Sadece İngilizce yayımlanan ve 20 sayfadan oluşan belgede, içeriğin sığınmacılara açıklanması için bir tercümanın bulunduğu ancak tercümanın adının defalarca yanlış yazıldığı görülüyor.
Gözaltı merkezinde tutulan sığınmacılar, yetkililerin kameralı telefonları yasakladığını, akıllı telefonlarına el koyduğunu ve kendilerine sadece internet erişimi olmayan telefonlar verdiklerini aktardı.
“Ölmeye hazırım ancak Ruanda’ya gitmeyeceğim”
BBC’ye konuşan sığınmacılardan biri, ülkesi Suriye’de askere çağrıldığını belirterek, ölmeye hazır olduğunu ancak Ruanda’ya da gitmeyeceğini dile getirdi.
Sığınmacı, “Ruanda’ya sınır dışı edileceğimizi ve orada 5 yıllık oturma izni alacağımızı öğrendiğimde kendime vurmaya başladım.” ifadesini kullandı.
Açlık grevine başlayan 17 kişiden biri olan Mısırlı bir sığınmacı da iki kez açlık grevi yapmadan İçişleri Bakanlığı yetkilileriyle görüşemediğini anlattı.
İngiltere’de ailesi olduğunu söyleyen sığınmacılardan Ali de göçmenlik yetkilileriyle yaptığı son görüşmenin açlık grevini sona erdirmek için olduğunu söyleyerek, “Bana söyledikleri son şey, ‘Ye, böylece uçağa sağlıklı bir şekilde binebilirsin.’ oldu.” ifadesini kullandı.
“Kendilerine zarar vermelerini önlemek için her adımı atıyoruz”
İçişleri Bakanlığından bir sözcü, Brook House gözaltı merkezindeki açlık greviyle ilgili sorulara verdiği yanıtta, şunları kaydetti:
“Göçmen gözaltı merkezlerinde tutulanların sağlığı ve refahı son derece önemli. Kendine zarar vermeyi veya intiharı önlemek için her bir göçmen geri gönderme merkezinde, savunmasız bireyleri tespit ve bireylerin ihtiyaçlarını desteklemek için yardım sağlamaktan sorumlu özel bir sosyal yardım ekibi dahil her adımı atıyoruz.”

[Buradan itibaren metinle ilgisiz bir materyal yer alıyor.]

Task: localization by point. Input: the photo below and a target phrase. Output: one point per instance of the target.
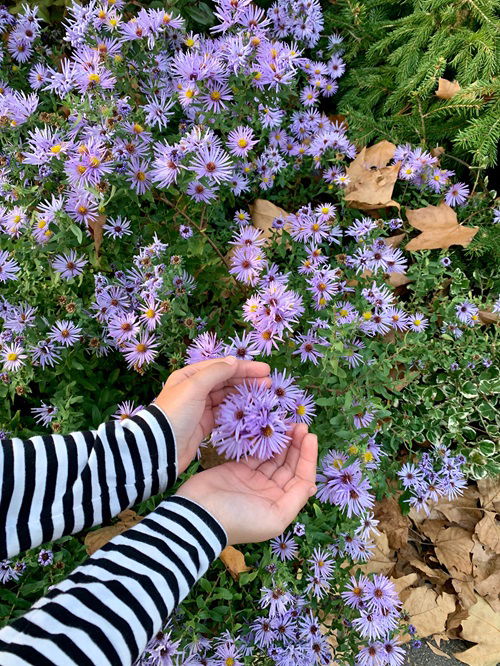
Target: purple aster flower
(299, 529)
(286, 390)
(263, 632)
(205, 346)
(240, 141)
(380, 594)
(46, 353)
(139, 175)
(141, 350)
(466, 311)
(45, 557)
(213, 163)
(65, 333)
(304, 408)
(44, 414)
(12, 356)
(354, 590)
(8, 267)
(322, 563)
(371, 655)
(418, 322)
(125, 410)
(457, 194)
(200, 192)
(284, 547)
(69, 265)
(185, 231)
(242, 347)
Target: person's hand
(254, 500)
(192, 394)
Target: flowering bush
(129, 156)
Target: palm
(256, 500)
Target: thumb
(207, 378)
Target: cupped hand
(192, 394)
(254, 500)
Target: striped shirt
(108, 609)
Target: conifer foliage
(396, 55)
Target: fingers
(242, 370)
(302, 485)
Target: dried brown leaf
(453, 548)
(429, 611)
(234, 561)
(465, 591)
(404, 582)
(99, 538)
(447, 89)
(488, 531)
(489, 493)
(436, 576)
(437, 651)
(439, 227)
(482, 626)
(263, 214)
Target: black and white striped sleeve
(108, 609)
(53, 485)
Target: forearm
(108, 609)
(54, 485)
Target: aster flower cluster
(421, 169)
(255, 419)
(378, 606)
(437, 474)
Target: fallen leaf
(465, 591)
(482, 626)
(447, 89)
(436, 576)
(370, 188)
(431, 528)
(392, 522)
(99, 538)
(437, 651)
(263, 214)
(429, 611)
(96, 230)
(453, 547)
(234, 561)
(488, 532)
(439, 227)
(404, 582)
(379, 155)
(489, 493)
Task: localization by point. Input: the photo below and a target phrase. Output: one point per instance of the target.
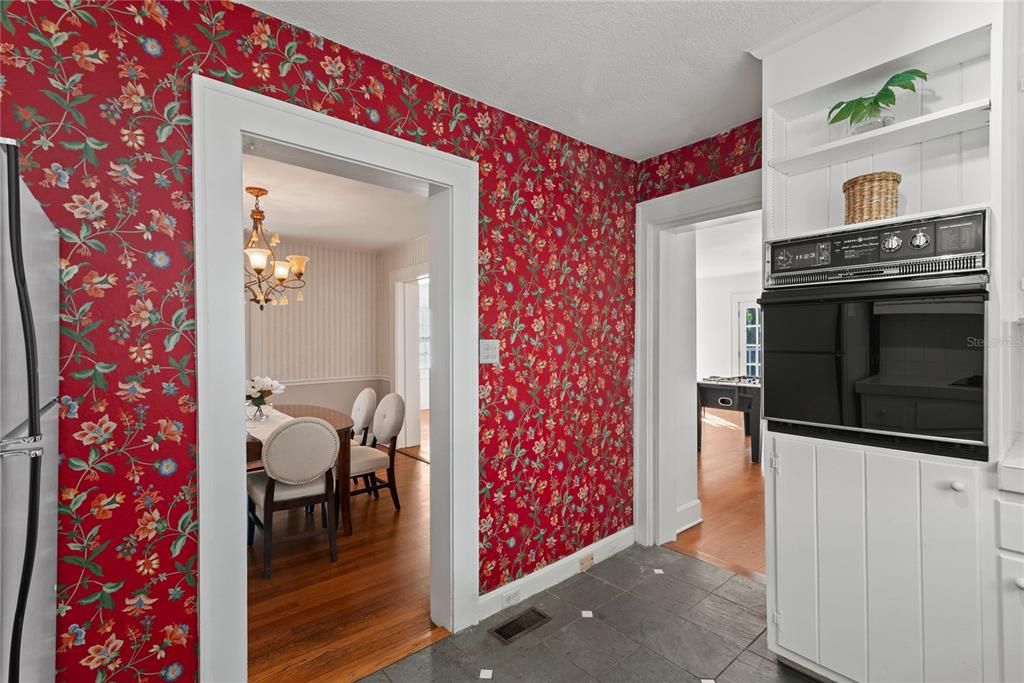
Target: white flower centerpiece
(258, 393)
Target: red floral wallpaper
(715, 158)
(97, 91)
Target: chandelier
(268, 280)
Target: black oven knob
(892, 243)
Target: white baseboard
(556, 572)
(688, 515)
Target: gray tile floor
(656, 615)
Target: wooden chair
(298, 471)
(368, 460)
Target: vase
(885, 118)
(258, 413)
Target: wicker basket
(870, 197)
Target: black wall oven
(875, 350)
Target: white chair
(298, 471)
(368, 460)
(363, 413)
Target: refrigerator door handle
(22, 288)
(35, 417)
(31, 453)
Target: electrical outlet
(489, 351)
(510, 598)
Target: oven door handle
(974, 286)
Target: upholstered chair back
(363, 410)
(300, 451)
(389, 418)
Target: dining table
(338, 420)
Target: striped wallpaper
(343, 328)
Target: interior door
(407, 357)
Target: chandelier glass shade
(267, 279)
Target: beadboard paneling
(333, 333)
(946, 172)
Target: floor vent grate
(519, 625)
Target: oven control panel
(935, 246)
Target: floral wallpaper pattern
(97, 92)
(715, 158)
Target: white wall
(401, 257)
(340, 339)
(728, 265)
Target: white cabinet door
(1012, 588)
(842, 590)
(950, 571)
(796, 541)
(894, 627)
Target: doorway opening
(226, 117)
(727, 334)
(318, 344)
(411, 315)
(666, 494)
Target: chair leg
(267, 527)
(393, 487)
(251, 526)
(331, 526)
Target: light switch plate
(488, 351)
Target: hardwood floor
(421, 452)
(314, 621)
(731, 491)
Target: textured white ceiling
(633, 78)
(324, 207)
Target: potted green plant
(872, 112)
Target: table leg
(699, 422)
(344, 482)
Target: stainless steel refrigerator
(29, 357)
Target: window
(750, 339)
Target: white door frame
(399, 381)
(221, 115)
(666, 412)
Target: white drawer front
(1012, 526)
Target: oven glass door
(910, 366)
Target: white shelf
(928, 127)
(910, 217)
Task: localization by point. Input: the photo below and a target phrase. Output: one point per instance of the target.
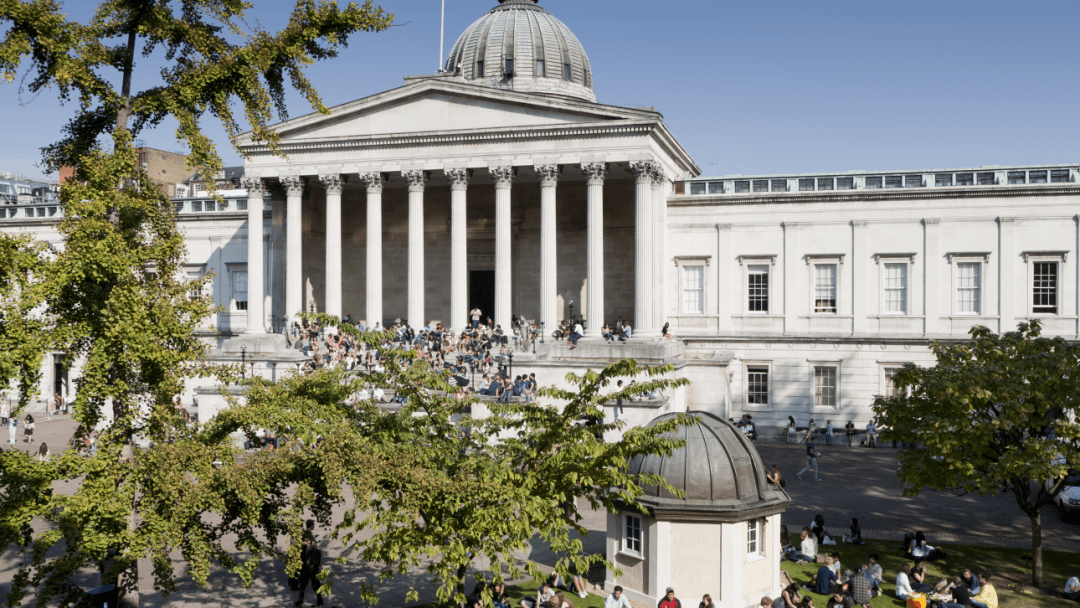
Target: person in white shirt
(617, 599)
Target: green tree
(111, 295)
(481, 487)
(996, 414)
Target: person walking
(310, 566)
(812, 455)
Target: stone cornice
(850, 196)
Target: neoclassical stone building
(502, 184)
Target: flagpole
(442, 28)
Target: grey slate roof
(522, 30)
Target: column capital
(417, 179)
(254, 186)
(594, 173)
(375, 181)
(548, 174)
(332, 183)
(458, 177)
(642, 171)
(293, 185)
(502, 175)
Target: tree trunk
(1037, 549)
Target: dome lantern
(518, 45)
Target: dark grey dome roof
(548, 57)
(718, 469)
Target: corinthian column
(594, 175)
(333, 186)
(256, 318)
(459, 250)
(503, 292)
(549, 261)
(643, 248)
(417, 179)
(375, 183)
(659, 238)
(294, 247)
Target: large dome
(520, 45)
(718, 469)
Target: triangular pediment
(432, 107)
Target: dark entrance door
(482, 293)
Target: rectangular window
(969, 277)
(824, 288)
(632, 535)
(757, 386)
(754, 537)
(693, 288)
(1044, 287)
(895, 288)
(890, 388)
(240, 288)
(824, 387)
(757, 288)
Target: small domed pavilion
(723, 538)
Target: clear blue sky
(751, 86)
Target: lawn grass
(1012, 582)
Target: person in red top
(669, 600)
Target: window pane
(824, 288)
(757, 287)
(693, 288)
(1044, 287)
(969, 280)
(895, 287)
(757, 386)
(824, 387)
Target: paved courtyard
(856, 482)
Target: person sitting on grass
(987, 596)
(822, 582)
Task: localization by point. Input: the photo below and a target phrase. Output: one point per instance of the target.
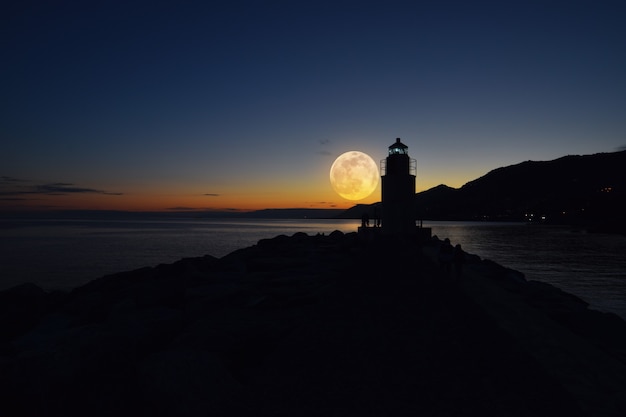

Göçmen ve sığınmacılar, 14 Haziran’da Ruanda’ya gönderilmeye başlanacak
İçişleri Bakanı Priti Patel, 31 Mayıs’ta yaptığı açıklamada, Ruanda’yla yapılan anlaşma kapsamında sınır dışı edileceklere bildirimde bulunulduğunu duyurmuştu.
Süreci geciktirmek için halen girişimlerin olacağını kaydeden Patel, Ruanda ile varılan anlaşmanın insan kaçakçılarının iş modelini kırma stratejilerinin önemli bir parçası olduğunu belirtmişti.
İlk düzensiz göçmen ve mültecilerin 14 Haziran’da gönderilmeye başlanacağını aktaran Patel, “Bugünkü duyuru, bu ortaklığı gerçekleştirmeye yönelik bir başka kritik adım.” ifadesini kullanmıştı.
Tepki çeken plan
İngiltere Başbakanı Boris Johnson, 14 Nisan’da yaptığı açıklamada, 1 Ocak’tan itibaren İngiltere’ye yasa dışı giriş yapan herkesin Ruanda’ya gönderileceğini ve oraya yerleştirileceğini açıklamıştı.
Plana, muhalefetin yanı sıra sivil toplum kuruluşları ve insan hakları örgütleri de tepki göstermişti.
Londra merkezli Uluslararası Af Örgütünün İngiltere Mülteci ve Göçmen Hakları Direktörü Steve Valdez-Symonds, konuya ilişkin açıklamasında, sığınma işlemleri için insanları başka bir ülkeye göndermenin “sorumsuzluğun doruğu” olduğunu, hükümetin ise şu anda iltica konularında “insanlıktan ve gerçeklikten ne kadar uzak olduğunu” gösterdiğini belirtmişti.